Central Bank of Nigeria, CBN, had raised its benchmark interest rate, Monetary Policy Rate, MPR, previous week, the third time within three months pushing up returns on fixed income securities while bringing bearish sentiments to the equities market.

Vanguard’s findings from the latest data released by National Pension Commission, (PenCom) shows that PFAs’ investments in corporate fixed income securities rose Year-on-Year, YoY, by 41.1 per cent to N1.371 trillion in seven months ending July 2022 from N957.7 billion in the corresponding period in 2021.

The data also shows that PFAs’ interest in equities was sluggish rising just 5.3 percent to N1.020 trillion YoY against the N968.8 billion recorded in the corresponding period in 2021.

Furthermore, PFAs’ investments allocation to corporate securities accounted for 9.5 per cent of their total investments during the period, the allocations to equities accounted for a 7.1per cent of the total PFAs investments within the period.

Reacting on this development, analyst and Vice Executive Chairman, Highcap Securities Limited, David Adonri, said: “The greater investment in corporate bonds may be attributed to fears by the PFAs with regards to the uncertainty as Nigeria approaches the 2023 general election. Statistics of the past had shown that during the second half to general elections in Nigeria, the equities market suffer most because of uncertainty in the political space.

“The rise in PFA investment in corporate bonds could be attributed to safety and interest rate in fixed income. Attention of institutional investors also shifted to debt where FGN was active. Perhaps also, PFAs were reducing their exposure to equities, following rate hike by the CBN. With the recent rate hike by CBN and fragile global economy, the possibility is high that financial assets will generally migrate to the safety of debt.”

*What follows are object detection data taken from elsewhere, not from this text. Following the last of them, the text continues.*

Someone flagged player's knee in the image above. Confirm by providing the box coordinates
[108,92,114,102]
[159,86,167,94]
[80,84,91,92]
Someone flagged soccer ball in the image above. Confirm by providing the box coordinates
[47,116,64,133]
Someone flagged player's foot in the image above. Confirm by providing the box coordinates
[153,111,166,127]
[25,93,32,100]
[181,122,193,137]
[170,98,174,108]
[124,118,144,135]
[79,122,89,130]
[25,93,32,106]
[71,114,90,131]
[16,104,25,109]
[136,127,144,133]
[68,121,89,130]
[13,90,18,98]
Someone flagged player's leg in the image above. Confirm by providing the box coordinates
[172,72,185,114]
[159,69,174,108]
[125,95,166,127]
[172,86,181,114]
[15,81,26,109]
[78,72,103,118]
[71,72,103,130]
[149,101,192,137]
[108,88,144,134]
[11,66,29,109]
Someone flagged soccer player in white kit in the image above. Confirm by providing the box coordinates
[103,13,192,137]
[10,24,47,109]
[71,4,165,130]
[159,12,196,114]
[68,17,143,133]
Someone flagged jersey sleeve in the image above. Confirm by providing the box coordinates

In his own reaction, the Chief Executive Officer, APT Securities & Funds Limited, Mallam Garba said: “PFAs reduced their investment in equities is due to profit taking. Also you know that equities investment has higher risk than fixed income investment. So PFAs may have reduced investment in equities for fear of uncertainty of what is likely to happen as we approach the general election.

“Furthermore, the rise of MPR could attract many of the investment to fixed income instruments.

“However, after the election, the equities price will attract more investment into equities especially as the inflation rate keep going up which will make investment in fixed income into negative returns.”